With the part between () based on the acces check and the part between [] as the link.
Comment #74
dawehnerAs said on irc:
The point of that description is to tell people why doing it here is not really right.
Comment #75
dawehnerThe reason why I want to explain things is that people with just block permissions, should better not break the site functionality by just setting a title.
There are clear fundamental disagreements with the assumption whether users want to understand things or not. @xjm Feel free to bring that home, but I cannot really support and issue assuming that people are stupid.
Comment #76
yoroy CreditAttribution: yoroy commentedPeople aren't stupid, I'm just questioning how helpful it is to talk about overrides, arguments dynamic title support from arguments.
Dawehner mentioned he'd be happy with bojhan's version. How about this then:
Changing the title here means it cannot be dynamically altered anymore. (Try changing it directly in [the view].)
Comment #77
dawehnerNew version.
Comment #78
tim.plunkettThe parentheses are wrong here, the @name is passed to url(), it needs to be passed to t().
Comment #79
dawehnerGood catch.
Comment #80
dawehnerSome inspirational idea: let's link to the proper edit url.
Comment #81
tim.plunkettTruly inspired! :)
Thanks UXers and dawehner for working through this.
Comment #86
dawehnerA unit test just needs an additional injection.
Comment #87
webchickAWESOME work, folks!! I'm fine to commit this as-is, since it resolves the bug in the issue title. So I will do that tomorrow.
However!
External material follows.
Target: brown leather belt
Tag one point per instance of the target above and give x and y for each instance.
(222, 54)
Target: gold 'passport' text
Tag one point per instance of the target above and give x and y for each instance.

Since Daniel gets up when I go to bed, I am curious about "just one more thing." :P
"Recent content" block in HEAD:
"Content" block created via adding a block display to the Front page view:
...and with Override title checked:
The one remaining visual problem here is the machine name field does not follow the standard pattern (also, that extra fieldset around the title is something non-standard we don't do elsewhere). So, just asking (and it's fine if this is better as a follow-up), would it be possible for this instead to look like so (standard machine name pattern with text field simply disabled):
...and with Override title checked (field becomes non-disabled, description shows up):
...because then there is pretty much literally no difference between the two and so all UX concerns around Views vs. normal blocks are addressed.
Comment #88
webchickBtw, now that I think about it, that dynamic description thing is probably more trouble than it's worth. So it'd just be the checkbox toggling the disabled property (and possibly some CSS; Firebug didn't seem to change it to grey when I did that) on the text field then.
Comment #89
webchickOk, didn't catch Daniel, but spoke to Tim and he confirmed this idea was not completely crack-addled, so spun off #2151731: Views blocks' machine names do not fit the standard Drupal pattern.
AAAAAAAND!
Committed and pushed to 8.x. YEAH!! :D
Thank you SO much, all, for slogging through this. Now let's get those damn blocks converted. :D
Comment #90
webchickOops. :)
Comment #91
dawehnerThank you so much more! See you in all the other issues.